Benefits Corps: what is the benefit of the corporation?

Benefit corporations have become more common since I started this post, on the heels of this WSJ article describing them. I have long found these legislative exercises to be a substantial waste of time and effort. Public fiscal discipline is non-existent, and yet legislators have time to fool around with this sort of mickey-mouse smoke & mirrors?

It’s awfully easy to create the restrictions you want in a company, to frame the board’s decisions in standard ways. There are at least this many:

  • Elect wise-minded board members
  • Create voting structures to facilitate or ensure the first.
  • Only have shareholders that agree with the first two items.
  • Write the purposes and restrictions into the articles and then into the bylaws; with super-majority provisions to change them.
  • Create a company vision and mission that align with a strategy and strategic plan so that the company almost can’t succeed without accomplishing the mission.
  • Don’t sell.
  • Don’t try to have your cake and eat it too.

For example, there are anti-takeover statutes in many jurisdictions that allow, or even require, a board to consider other factors beyond the selling price when evaluating an offer to sell the company. No one needs a special kind of corporation for that.

Plus, there are only certain circumstances where Delaware law, for example, requires an otherwise unrestrained board to seek the highest price: and even then, let’s not forget the most obvious point — shareholders almost never *have* to sell to the big bad buyer. And when they do, they get fair value for their shares and can reinvest in something new.

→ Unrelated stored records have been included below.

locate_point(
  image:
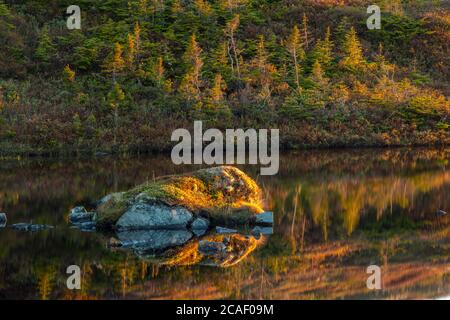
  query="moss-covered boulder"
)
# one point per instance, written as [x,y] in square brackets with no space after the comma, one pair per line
[223,195]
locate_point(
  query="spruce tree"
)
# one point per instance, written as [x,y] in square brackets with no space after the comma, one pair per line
[353,58]
[294,46]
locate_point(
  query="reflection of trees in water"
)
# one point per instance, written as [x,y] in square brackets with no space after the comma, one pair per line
[340,204]
[317,196]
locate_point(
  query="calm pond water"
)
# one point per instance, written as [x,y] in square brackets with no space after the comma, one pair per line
[336,213]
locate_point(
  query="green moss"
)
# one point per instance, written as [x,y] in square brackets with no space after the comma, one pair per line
[225,194]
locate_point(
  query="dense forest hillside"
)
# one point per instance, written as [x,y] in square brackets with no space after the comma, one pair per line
[139,69]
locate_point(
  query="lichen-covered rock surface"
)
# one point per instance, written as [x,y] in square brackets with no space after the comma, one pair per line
[222,195]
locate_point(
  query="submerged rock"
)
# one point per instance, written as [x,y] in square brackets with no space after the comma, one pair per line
[222,195]
[262,230]
[3,219]
[80,215]
[222,230]
[264,218]
[200,224]
[152,239]
[211,248]
[87,226]
[154,216]
[31,227]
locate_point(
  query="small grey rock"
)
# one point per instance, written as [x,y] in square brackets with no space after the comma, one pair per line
[222,230]
[79,215]
[153,239]
[262,230]
[154,216]
[200,224]
[211,248]
[87,226]
[264,218]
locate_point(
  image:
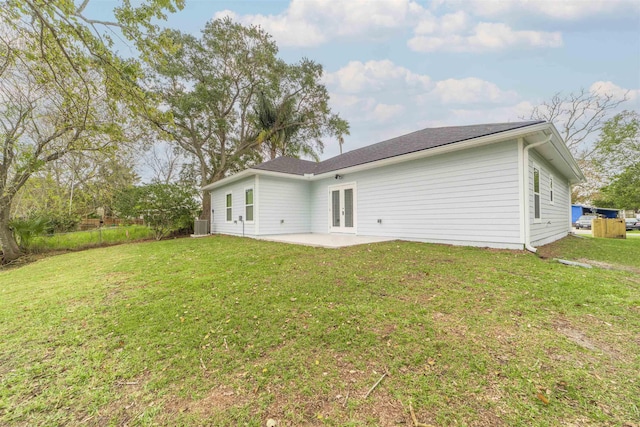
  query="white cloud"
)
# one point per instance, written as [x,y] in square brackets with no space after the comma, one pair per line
[471,91]
[483,37]
[611,89]
[313,22]
[386,112]
[568,10]
[372,76]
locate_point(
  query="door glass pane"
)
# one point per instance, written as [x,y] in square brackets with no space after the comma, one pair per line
[335,208]
[348,207]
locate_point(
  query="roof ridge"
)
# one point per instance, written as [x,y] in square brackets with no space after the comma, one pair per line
[418,140]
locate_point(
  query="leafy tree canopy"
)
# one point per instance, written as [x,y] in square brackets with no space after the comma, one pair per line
[62,89]
[218,88]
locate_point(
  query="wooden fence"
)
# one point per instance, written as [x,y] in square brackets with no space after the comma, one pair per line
[612,228]
[89,223]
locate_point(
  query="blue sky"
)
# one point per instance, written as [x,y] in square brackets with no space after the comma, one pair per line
[395,66]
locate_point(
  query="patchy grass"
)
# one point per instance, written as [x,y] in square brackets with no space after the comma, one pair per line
[90,238]
[231,331]
[617,252]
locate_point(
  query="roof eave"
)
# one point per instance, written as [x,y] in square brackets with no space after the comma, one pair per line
[447,148]
[249,172]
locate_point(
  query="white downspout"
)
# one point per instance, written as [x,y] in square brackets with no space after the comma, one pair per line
[525,192]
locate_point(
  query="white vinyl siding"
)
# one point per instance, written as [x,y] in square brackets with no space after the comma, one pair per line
[228,197]
[536,194]
[556,216]
[219,223]
[466,197]
[248,204]
[284,206]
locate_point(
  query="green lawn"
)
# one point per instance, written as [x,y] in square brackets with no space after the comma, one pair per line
[229,331]
[90,238]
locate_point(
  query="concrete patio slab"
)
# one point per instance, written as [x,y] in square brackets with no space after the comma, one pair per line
[325,240]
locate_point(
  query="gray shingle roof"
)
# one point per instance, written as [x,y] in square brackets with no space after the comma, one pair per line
[413,142]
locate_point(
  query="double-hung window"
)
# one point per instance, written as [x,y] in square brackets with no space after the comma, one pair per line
[248,204]
[229,206]
[536,195]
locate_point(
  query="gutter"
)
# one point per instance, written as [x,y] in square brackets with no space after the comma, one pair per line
[525,192]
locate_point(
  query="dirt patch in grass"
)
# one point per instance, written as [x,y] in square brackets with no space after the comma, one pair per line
[219,399]
[609,266]
[575,335]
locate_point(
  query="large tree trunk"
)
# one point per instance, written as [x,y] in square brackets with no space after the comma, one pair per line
[10,249]
[206,206]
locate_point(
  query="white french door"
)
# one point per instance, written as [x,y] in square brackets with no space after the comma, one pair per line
[342,208]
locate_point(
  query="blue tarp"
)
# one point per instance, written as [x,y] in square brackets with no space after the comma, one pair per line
[577,210]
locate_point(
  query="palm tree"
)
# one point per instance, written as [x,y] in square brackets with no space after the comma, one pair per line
[278,126]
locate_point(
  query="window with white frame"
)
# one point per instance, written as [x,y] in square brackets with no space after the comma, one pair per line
[248,204]
[229,206]
[536,194]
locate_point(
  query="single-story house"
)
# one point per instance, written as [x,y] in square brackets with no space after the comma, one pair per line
[501,185]
[578,210]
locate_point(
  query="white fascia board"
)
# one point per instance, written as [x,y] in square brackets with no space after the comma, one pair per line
[563,151]
[454,146]
[249,172]
[566,155]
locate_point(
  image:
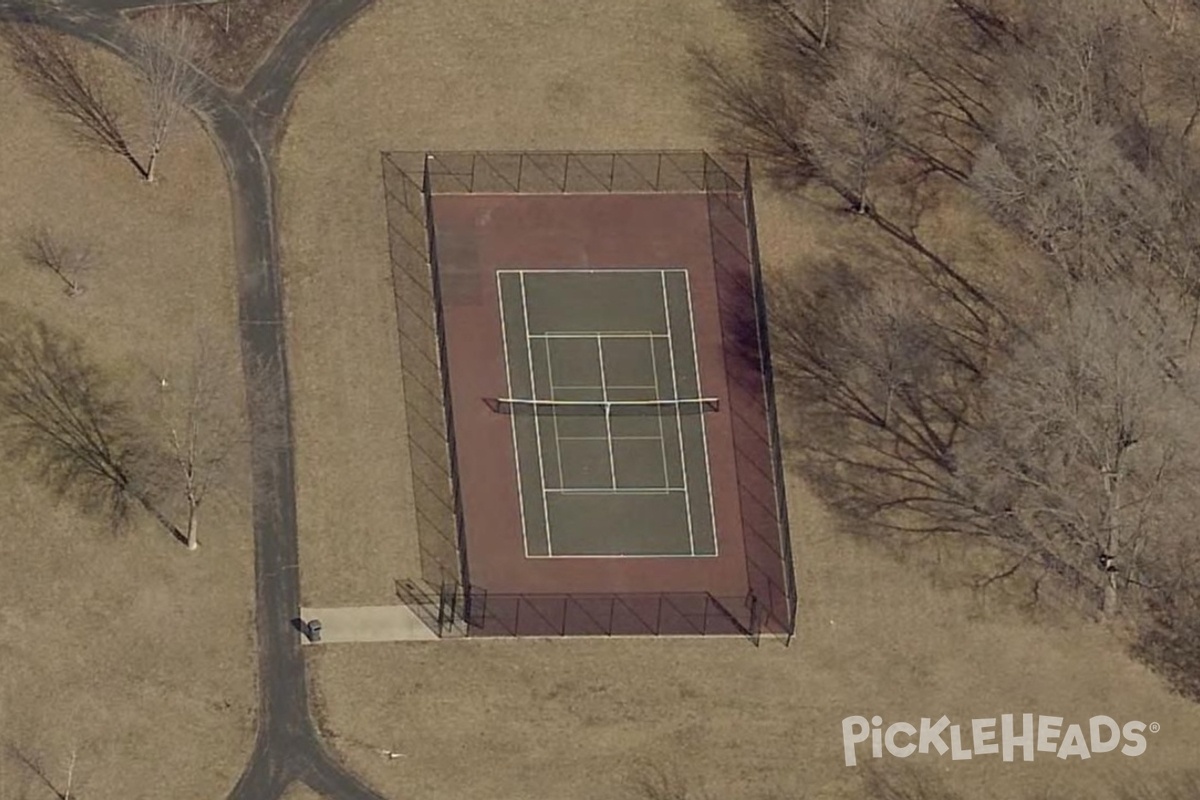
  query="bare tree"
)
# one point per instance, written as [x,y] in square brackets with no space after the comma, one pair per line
[64,791]
[1084,450]
[202,423]
[63,416]
[168,50]
[63,72]
[853,126]
[67,259]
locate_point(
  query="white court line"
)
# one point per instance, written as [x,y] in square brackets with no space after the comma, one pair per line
[589,335]
[663,434]
[604,271]
[516,450]
[537,422]
[675,391]
[574,386]
[607,417]
[624,489]
[703,426]
[558,439]
[615,438]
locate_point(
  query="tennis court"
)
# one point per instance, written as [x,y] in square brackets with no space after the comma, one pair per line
[587,392]
[607,413]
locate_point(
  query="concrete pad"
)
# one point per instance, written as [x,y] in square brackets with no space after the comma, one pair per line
[366,624]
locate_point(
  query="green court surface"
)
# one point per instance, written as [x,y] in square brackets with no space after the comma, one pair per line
[607,413]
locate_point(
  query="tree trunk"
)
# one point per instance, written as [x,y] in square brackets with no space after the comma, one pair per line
[1113,543]
[193,523]
[148,173]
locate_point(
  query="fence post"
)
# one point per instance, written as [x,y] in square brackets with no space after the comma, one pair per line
[442,605]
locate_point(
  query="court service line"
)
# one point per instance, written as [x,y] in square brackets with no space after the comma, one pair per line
[624,489]
[703,423]
[603,271]
[589,335]
[675,390]
[516,450]
[558,439]
[615,438]
[537,421]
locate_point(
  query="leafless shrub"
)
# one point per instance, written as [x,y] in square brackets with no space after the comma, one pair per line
[64,419]
[67,259]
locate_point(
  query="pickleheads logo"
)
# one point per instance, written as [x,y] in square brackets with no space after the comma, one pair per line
[1032,734]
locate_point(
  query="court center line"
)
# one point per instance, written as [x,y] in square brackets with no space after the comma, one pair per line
[558,439]
[516,450]
[537,421]
[607,416]
[675,390]
[663,434]
[703,422]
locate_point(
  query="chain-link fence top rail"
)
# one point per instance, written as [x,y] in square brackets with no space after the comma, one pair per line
[597,173]
[417,312]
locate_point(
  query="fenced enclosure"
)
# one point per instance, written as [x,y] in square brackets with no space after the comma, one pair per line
[445,597]
[450,611]
[430,427]
[765,525]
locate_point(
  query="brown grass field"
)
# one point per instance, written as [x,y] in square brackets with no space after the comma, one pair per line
[582,720]
[130,650]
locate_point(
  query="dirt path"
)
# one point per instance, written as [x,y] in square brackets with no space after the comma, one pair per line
[244,126]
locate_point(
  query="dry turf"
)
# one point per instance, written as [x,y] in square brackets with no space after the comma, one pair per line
[131,651]
[581,720]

Boards manage companies, but shareholders own them. Shareholders vote their shares how they see fit. If you don’t sell to other people, you don’t have to worry how they vote. Large tech companies have started to go down the road of two classes of stock, ostensibly so that founders could maintain voting control while reducing their economic exposure to the effects of their decisions.

Charlie Elson is quoted in the article. I didn’t take a class from him at Cornell Law, but I’ve heard him lecture and read several/many of his articles. He’s a smart guy, too. If he thinks it’s bad, that might be the corporate governance version of Occam’s Razor.

So what’s a director to do? To me, it’s simple. You use the same solution that solves CEO/Chair “problems:” exercise your independent fiduciary duties to the company. If the board thinks that not polluting is going to be a better long-term decision for the company, that’s going to be a hard decision to beat. Delaware’s business judgment rule gives directors broad latitude to run the company.

A lawyer I’ve worked for and with and know well has taken a more favorable view of these “alternative” styles of corporations. I understand part of his argument to be that with these protections hard-coded into state statutes and the articles of incorporation that they permit, you make it much harder for shareholders to even bring lawsuits. That’s valuable because defending lawsuits, especially when shareholders work to draft personal liability claims, is both stressful and expensive for the company.

But ultimately, my last bullet point above is the most important one: don’t try to have your cake and eat it too. What’s that mean? Taking investor money without setting clear expectations is a bad idea no matter what your plan is: social enterprise or blitzscaling. If you sell to someone, but you still want to run everything, then you’ve got more work to do to make it foolproof. Convince more folks. Make a better plan. Find common ground. Use debt instead of equity. Stay small and only grow at your self-financed growth rate. Trying to take someone’s money with no strings attached is either naive or offensive. You seldom want investors who don’t like the way you’re already doing things, unless you don’t like the way you’re doing things.